Er zijn tegenwoordig machines die in staat zijn ingewikkelde berekeningen te maken: optellen, aftrekken, vermenigvuldigen, delen en nog moeilijker. Ze doen dat sneller dan het menselijke brein en als ze goed in orde zijn doen ze het zonder één enkele fout te maken.
Zulke machines worden rekenmachines genoemd.Op de meeste kantoren zijn tegenwoordig eenvoudige rekenmachines in gebruik. Ze zijn meestal kleiner dan een schrijfmachine en worden in de wandeling ‘telmachines’ genoemd.
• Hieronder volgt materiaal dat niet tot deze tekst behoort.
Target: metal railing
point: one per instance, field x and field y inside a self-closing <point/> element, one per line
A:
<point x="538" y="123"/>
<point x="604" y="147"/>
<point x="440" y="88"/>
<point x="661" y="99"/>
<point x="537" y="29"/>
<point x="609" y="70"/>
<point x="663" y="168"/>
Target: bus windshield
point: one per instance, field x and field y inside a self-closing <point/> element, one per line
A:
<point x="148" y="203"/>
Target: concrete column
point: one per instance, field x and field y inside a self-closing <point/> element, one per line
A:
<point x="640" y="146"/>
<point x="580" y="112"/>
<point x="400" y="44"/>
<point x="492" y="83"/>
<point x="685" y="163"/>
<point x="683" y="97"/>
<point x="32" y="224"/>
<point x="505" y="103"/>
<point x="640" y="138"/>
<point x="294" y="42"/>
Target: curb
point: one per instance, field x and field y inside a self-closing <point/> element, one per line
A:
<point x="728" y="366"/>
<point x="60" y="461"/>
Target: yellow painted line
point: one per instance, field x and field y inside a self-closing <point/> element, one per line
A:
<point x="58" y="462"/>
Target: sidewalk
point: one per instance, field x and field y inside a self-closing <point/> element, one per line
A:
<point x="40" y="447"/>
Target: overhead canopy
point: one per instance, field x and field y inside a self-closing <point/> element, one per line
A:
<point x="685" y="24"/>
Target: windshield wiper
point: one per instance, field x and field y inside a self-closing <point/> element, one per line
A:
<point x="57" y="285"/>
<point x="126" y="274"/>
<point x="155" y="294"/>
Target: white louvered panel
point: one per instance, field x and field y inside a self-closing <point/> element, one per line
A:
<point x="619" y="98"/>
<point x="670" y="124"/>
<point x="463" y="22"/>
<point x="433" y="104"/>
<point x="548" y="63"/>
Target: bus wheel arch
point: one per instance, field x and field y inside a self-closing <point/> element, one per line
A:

Er zijn echter ook elektronische rekenmachines, die zo groot zijn als een kamer. Deze apparaten bestaan vaak uit duizenden radiobuizen en worden met een Engels woord ‘computers’ genoemd. Eén zo’n machine kan in één uur een probleem oplossen, waarvoor een mens tien jaar nodig zou hebben! Het bestaan van deze machines maakt de rekenles op school overigens niet overbodig. Voor ‘dagelijks gebruik’ zullen ook wij op ons eigen rekentalent moeten blijven vertrouwen.
Niet alleen, omdat een ‘zakcomputer’ nog uitgevonden moet worden - maar ook, omdat een rekenmachine van enig formaat al gauw zo’n drie, vier miljoen gulden kost. Té kostbaar dus om ze voor eenvoudige optelsommetjes te gebruiken.